This Is MS Multiple Sclerosis Community: Knowledge & Support

Hi,
Just wondering if anyone has insight on what this means " The major intracranial vessel flow- voids are present. "

This was on my MRI of my brain that I had done and my Neuro hasn't been up front with me on a few things
I am going for a second opinion on the 17th after a year and a half of suffering.

Any info given will be appreciated!

Laney

Effects of spin motion on the MR signal
http://www.medcyclopaedia.com/library/t ... ignal.aspx

Absence of normal flow void on MR
http://www.radiologyassistant.nl/en/4befacb3e4691
On spin-echo images patent cerebral veins usually will demonstrate low signal intensity due to flow void.
Flow voids are best seen on T2-weighted and FLAIR images, but can sometimes also be seen on T1-weighted images.
A thrombus will manifest as absence of flow void.
Although this is not a completely reliable sign, it is often one of the first things, that make you think of the possibility of venous thrombosis.
The next step has to be a contrast enhanced study.

On the left a T2-weighted image with normal flow void in the right sigmoid sinus and jugular vein (blue arrow).
On the left there is abnormal high signal as a result of thrombosis (red arrow).

_________________
my approach: no meds so far - just balanced whole foods (partial 'paleo', much less outright elimination), science, supplements, & bloodwork
my regimen - www.thisisms.com/ftopict-2489.html
www.whfoods.com, www.nutritiondata.com

Thanks for the quick reply! The MRI was actually done with contrast. This issue is among others with my MRIs I have had done on my brain. I have many symptoms of ms and have lesions or it has on the MRI "punctates and globular foci of increased T2 intensity in the subcortical deep white matter predominantly of frontal lobe area in the brain".

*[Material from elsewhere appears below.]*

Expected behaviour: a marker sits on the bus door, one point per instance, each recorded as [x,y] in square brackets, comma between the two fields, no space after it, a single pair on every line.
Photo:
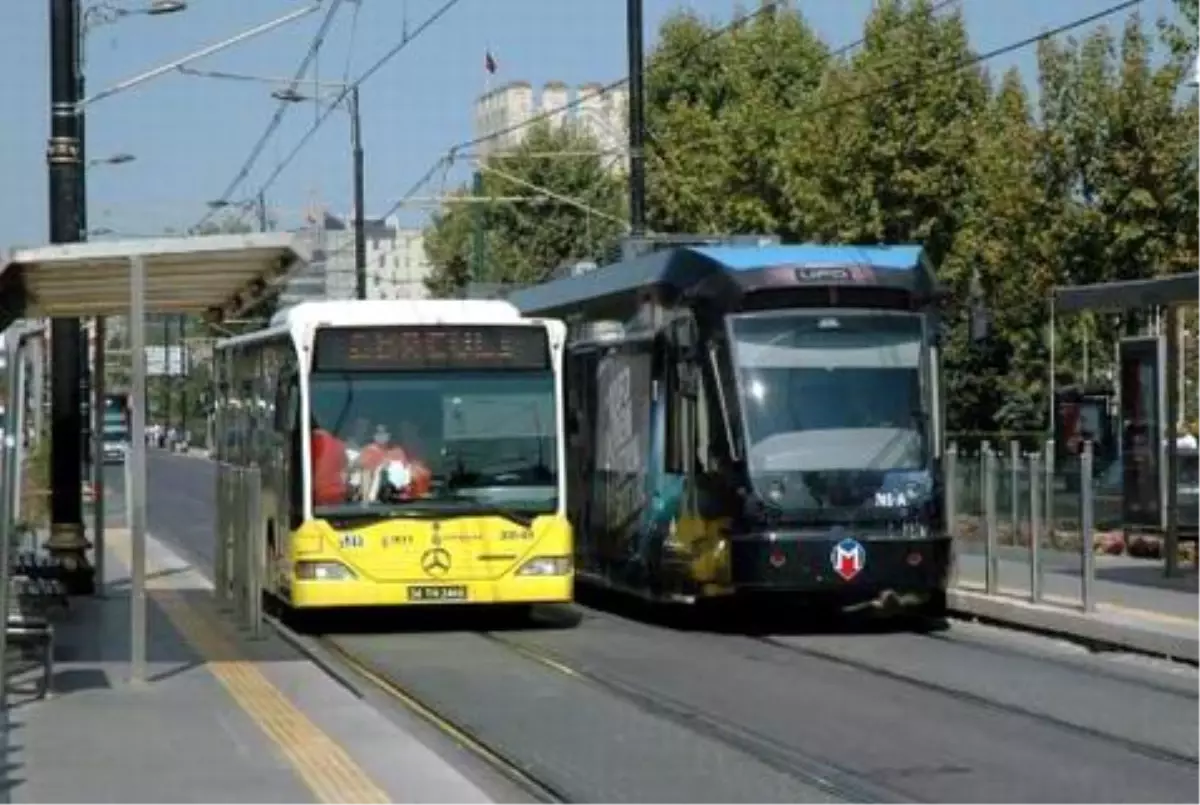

My current neurologist just keeps saying in his heart of hearts he doesn't want to stick me with this diagnosis although it appears that I do have a demyelinating disease. He said once you are diagnosed with ms its down hill from there
Hopefully the having a new set of eyes taking a look at everything will shed some light on the situation.

Wow your doctor actually said "once you are diagnosed with MS its downhill from there” that’s terrible. I think I would look for a new doctor right away. Actually, I believe it’s important to get the dx because than you can start taking the steps necessary to ensure it is not a “downhill” ride. After I was diagnosed over seven years ago I started Copaxone, the best bet diet, and taking vitamin’s including I believe most important vitamin d. Just last night I went on a 20 mile bike ride. Now I understand MS can affect people differently, but if you do not try to make changes to fight it you will never know if they could have helped.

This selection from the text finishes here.